O Caso
Uma moradora de Sergipe adquiriu um imóvel em 2014, comprovando a negociação apenas por meio de recibo de compra e venda. Ela fixou residência no local e exerceu a posse de forma mansa, pacífica e ininterrupta por mais de sete anos. Ao ajuizar ação de usucapião ordinária, o Tribunal de Justiça de Sergipe negou o pedido sob o argumento de que o recibo, isoladamente, não configuraria “justo título”. O caso chegou ao STJ, onde a Ministra Nancy Andrighi relatou o recurso.
O que o STJ decidiu?
Por unanimidade, a Terceira Turma do STJ reformou a decisão e reconheceu que o recibo de compra e venda é documento suficiente para preencher o requisito do justo título na usucapião ordinária. Para o colegiado, o conceito de justo título não deve ser restrito à documentação formalmente perfeita — como a escritura pública registrada em cartório —, mas deve ser interpretado de forma extensiva, abrangendo situações em que fique clara a intenção inequívoca das partes de transferir a propriedade. A Ministra Nancy Andrighi destacou que exigir formalidade plena esvaziaria a própria utilidade da usucapião ordinária. Se o possuidor já tivesse um título perfeito, bastaria a adjudicação compulsória ou o registro —e a usucapião se tornaria instituto supérfluo. A decisão está em consonância com o princípio da função social da propriedade e com o direito fundamental à moradia, ambos consagrados na Constituição Federal.
Quais são os requisitos para pedir a usucapião ordinária?
Mesmo com a decisão favorável ao recibo como justo título, a lei continua exigindo o preenchimento dos demais requisitos do artigo 1.242 do Código Civil:
▸ Posse mansa, pacífica e ininterrupta por 10 anos (regra geral);
▸ Prazo reduzido para 5 anos quando houver base em registro cartorário (ainda que cancelado) e o possuidor tiver estabelecido moradia ou realizado investimentos de interesse social e econômico;
▸ Justo título e boa-fé — agora confirmados pelo STJ como requisitos que o recibo de compra e venda pode suprir.

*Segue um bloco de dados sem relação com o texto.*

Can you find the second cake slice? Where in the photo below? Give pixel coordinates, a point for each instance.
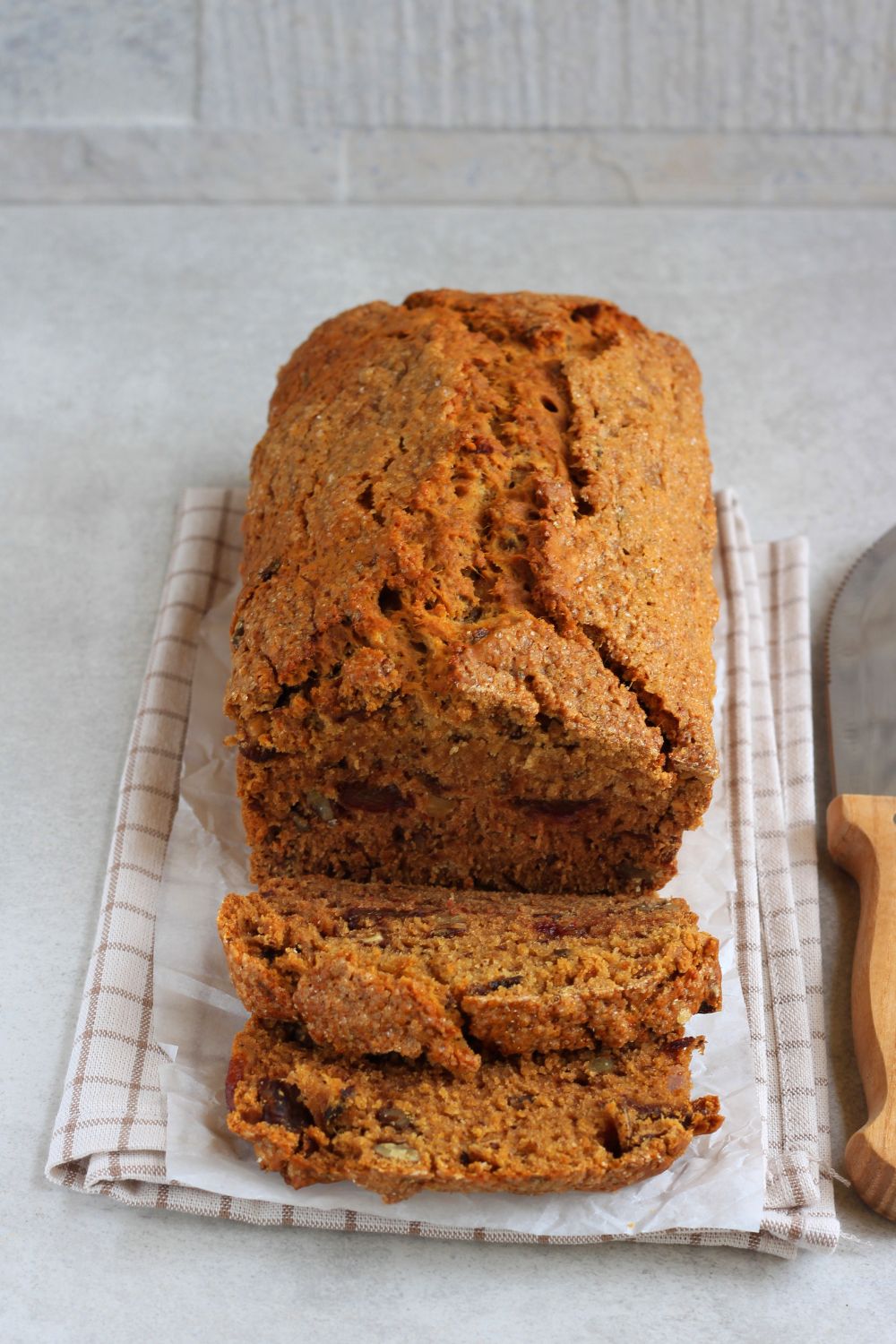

O impacto prático para proprietários e empresas
A decisão tem impacto direto para um enorme contingente de brasileiros que adquiriram imóveis informalmente — situação especialmente comum em transações entre particulares, imóveis herdados sem inventário ou lotes em loteamentos irregulares. Para empresas do setor imobiliário, o precedente é igualmente relevante: incorporadoras, construtoras e investidores precisam revisitar seus portfólios e contratos para avaliar riscos e oportunidades decorrentes dessa nova orientação jurisprudencial.
A regularização fundiária por meio da usucapião ordinária torna-se, a partir de agora, um caminho mais acessível — mas ainda exige atenção técnica. Cada caso possui particularidades que demandam análise cuidadosa da cadeia documental, do tempo de posse e da situação registral do imóvel. O acompanhamento jurídico especializado é fundamental para transformar a posse de fato em propriedade de direito com segurança.
Por Rômulo Borsatto, Advogado do Setor de Direito Público.